A population is the entire group of individuals or items that we want to study.

Example:
- All students in a university.
- All smartphones manufactured by a company.
- All customers of an e-commerce website.

Characteristics of Population:
- Includes all members of a group.
- Usually too large to study directly.
- Represented by parameters (e.g., population mean 𝜇, population standard deviation 𝜎).

**Sample**

A sample is a subset of the population that is selected for study.

Example:
- 500 randomly selected students from a university.
- 100 randomly tested smartphones from a factory.
- A survey of 1,000 customers from an online store.

Characteristics of a Sample:
- Smaller than the population.
- Should be randomly selected for unbiased results.
- Represented by statistics (e.g., sample mean 𝑋ˉ, sample standard deviation 𝑠).

Reasons of using a Sample instead of population:

In real-world scenarios, analyzing an entire population is often impractical due to:
- Time constraints (surveying millions of people takes too long).
- High cost (testing all smartphones in a factory is expensive).
- Data availability (we cannot measure all internet users).

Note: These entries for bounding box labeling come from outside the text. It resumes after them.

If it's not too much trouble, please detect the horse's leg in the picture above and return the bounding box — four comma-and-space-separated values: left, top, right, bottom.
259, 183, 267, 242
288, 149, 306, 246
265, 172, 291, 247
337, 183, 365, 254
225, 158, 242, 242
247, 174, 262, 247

Thus, we use samples to estimate population characteristics. This is called statistical inference.

In [None]:
import numpy as np

# Create a "population" of 100,000 values
np.random.seed(42)
population = np.random.normal(loc=50000, scale=10000, size=100000)  # Mean=50,000, Std Dev=10,000

# Take a random sample of size 1,000 from the population
sample = np.random.choice(population, size=1000, replace=False)

# Calculate statistics
pop_mean = np.mean(population)  # Population mean
pop_std = np.std(population)    # Population standard deviation
sample_mean = np.mean(sample)   # Sample mean
sample_std = np.std(sample, ddof=1)  # Sample standard deviation

print(f"Population Mean: {pop_mean:.2f}")
print(f"Sample Mean: {sample_mean:.2f}")
print(f"Population Standard Deviation: {pop_std:.2f}")
print(f"Sample Standard Deviation: {sample_std:.2f}")


Key takeaways:

- The sample mean is close to the population mean, but not exactly the same.
- The sample standard deviation is slightly higher because we use 𝑛 − 1 (Bessel's correction) for unbiased estimation.
- Larger sample sizes give better estimates of the population (as per the Law of Large Numbers).